Knowing firsthand the struggle many students face to receive an education, Dr Wang has generously chosen to give back to UOW, establishing the Wang Family Scholarship in Civil Engineering.
Valued at $10,000 per annum, the scholarship will support a student (domestic or international) who has declared a major of Civil Engineering, in their second year (and above) of a Bachelor of Engineering degree.
“I feel it is the time for me to and I should give back to my alma mater, UOW and the department, which made the critical turning point in my life in many ways. I love the place where I spent one of my most important life journeys. Here [UOW],” Dr Wang says.
His former supervisor says the gift of this new scholarship is reflective of Dr Wang’s generous character demonstrated many years earlier.
“I think that it is very admirable that George has established the scholarship and, again, I am not surprised as this is typical of his generosity, especially towards students who may be in a situation similar to he was all those years ago,” Dr Montgomery comments.
Dr Wang says he hopes students will value their education and make the most of career opportunities that come to them as they transition into the professional environment.

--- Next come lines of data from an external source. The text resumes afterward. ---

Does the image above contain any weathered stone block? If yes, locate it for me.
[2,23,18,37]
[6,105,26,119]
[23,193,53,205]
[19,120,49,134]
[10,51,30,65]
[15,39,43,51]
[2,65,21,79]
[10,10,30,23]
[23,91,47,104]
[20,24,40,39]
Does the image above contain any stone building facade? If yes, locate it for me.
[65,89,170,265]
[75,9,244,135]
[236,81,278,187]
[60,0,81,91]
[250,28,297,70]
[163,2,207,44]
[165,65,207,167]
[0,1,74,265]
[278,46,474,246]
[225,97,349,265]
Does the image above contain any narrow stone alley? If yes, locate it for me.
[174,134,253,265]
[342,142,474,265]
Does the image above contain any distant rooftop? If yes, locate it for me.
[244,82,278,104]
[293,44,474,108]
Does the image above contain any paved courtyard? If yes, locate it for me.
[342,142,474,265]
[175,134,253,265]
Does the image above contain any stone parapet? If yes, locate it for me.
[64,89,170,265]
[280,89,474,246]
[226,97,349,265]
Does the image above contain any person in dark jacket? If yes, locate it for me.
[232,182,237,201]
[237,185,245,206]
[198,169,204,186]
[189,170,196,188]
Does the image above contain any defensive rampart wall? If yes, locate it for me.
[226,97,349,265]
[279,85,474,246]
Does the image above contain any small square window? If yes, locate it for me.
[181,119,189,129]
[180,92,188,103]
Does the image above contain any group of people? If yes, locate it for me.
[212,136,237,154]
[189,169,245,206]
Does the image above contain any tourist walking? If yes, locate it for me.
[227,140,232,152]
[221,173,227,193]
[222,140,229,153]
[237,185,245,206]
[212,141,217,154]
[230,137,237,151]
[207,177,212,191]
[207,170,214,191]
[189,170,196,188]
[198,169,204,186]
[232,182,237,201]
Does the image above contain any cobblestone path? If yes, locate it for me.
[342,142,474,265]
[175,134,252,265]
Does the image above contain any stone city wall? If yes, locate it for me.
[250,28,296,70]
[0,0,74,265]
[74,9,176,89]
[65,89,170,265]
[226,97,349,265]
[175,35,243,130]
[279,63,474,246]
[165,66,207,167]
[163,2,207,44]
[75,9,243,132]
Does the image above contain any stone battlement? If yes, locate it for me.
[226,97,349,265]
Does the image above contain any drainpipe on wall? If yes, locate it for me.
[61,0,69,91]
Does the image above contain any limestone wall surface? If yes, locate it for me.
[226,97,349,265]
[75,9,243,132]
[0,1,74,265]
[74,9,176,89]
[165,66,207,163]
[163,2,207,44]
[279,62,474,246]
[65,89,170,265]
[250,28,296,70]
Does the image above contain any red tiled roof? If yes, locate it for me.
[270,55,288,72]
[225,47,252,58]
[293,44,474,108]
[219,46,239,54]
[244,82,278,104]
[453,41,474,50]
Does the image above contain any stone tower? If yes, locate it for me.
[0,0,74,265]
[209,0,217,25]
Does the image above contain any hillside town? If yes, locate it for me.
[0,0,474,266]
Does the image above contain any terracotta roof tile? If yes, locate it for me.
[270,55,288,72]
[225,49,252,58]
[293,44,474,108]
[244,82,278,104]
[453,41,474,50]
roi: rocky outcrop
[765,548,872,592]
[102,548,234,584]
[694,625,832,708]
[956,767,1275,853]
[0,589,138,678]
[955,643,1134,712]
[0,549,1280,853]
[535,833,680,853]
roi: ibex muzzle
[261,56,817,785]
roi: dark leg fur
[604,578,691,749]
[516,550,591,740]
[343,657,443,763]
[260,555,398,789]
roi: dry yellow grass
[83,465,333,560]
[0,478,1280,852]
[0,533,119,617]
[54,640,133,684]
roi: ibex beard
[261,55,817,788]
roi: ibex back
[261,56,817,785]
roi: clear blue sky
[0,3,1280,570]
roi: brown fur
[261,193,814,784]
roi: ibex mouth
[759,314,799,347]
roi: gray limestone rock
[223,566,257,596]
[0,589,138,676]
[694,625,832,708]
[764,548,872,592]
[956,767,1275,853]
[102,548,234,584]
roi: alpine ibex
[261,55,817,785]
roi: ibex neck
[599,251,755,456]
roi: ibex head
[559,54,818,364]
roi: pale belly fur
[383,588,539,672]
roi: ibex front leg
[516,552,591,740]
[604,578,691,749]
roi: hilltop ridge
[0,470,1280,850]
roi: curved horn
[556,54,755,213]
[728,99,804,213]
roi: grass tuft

Dr Wang at sporting event in East Carolina
“I would encourage students to work hard during their time at UOW. I hope the students cherish the time at this prestigious University, and be well prepared to enter professional fields after graduation.
“Be a proud alumni of UOW, you are starting out your engineering career, and the real-world learning begins. You are going to enter a continual state of learning with all the changes that are occurring in the world. The new norm for all professionals is continuing education. Learn from training and self-study and be always humble to ask and learn from your supervisors and colleagues. Learn the rapidly developed new technologies. Learn professional leadership skills. Uphold honesty, integrity, professionalism and true value.
“I hope alumni, especially the overseas students, support this great and reputable university – after all, it provided us with a great launch pad for our professional career,” Dr Wang says.
A testament to his love for the University and his time living here, Dr Wang maintains a strong affinity with Wollongong and is still in contact with his PhD supervisor, Dr Denis Montgomery.
“I wish to visit Wollongong after the pandemic. I didn’t travel much in Australia due to a busy study schedule during my PhD time, but I hope to do it in the future.”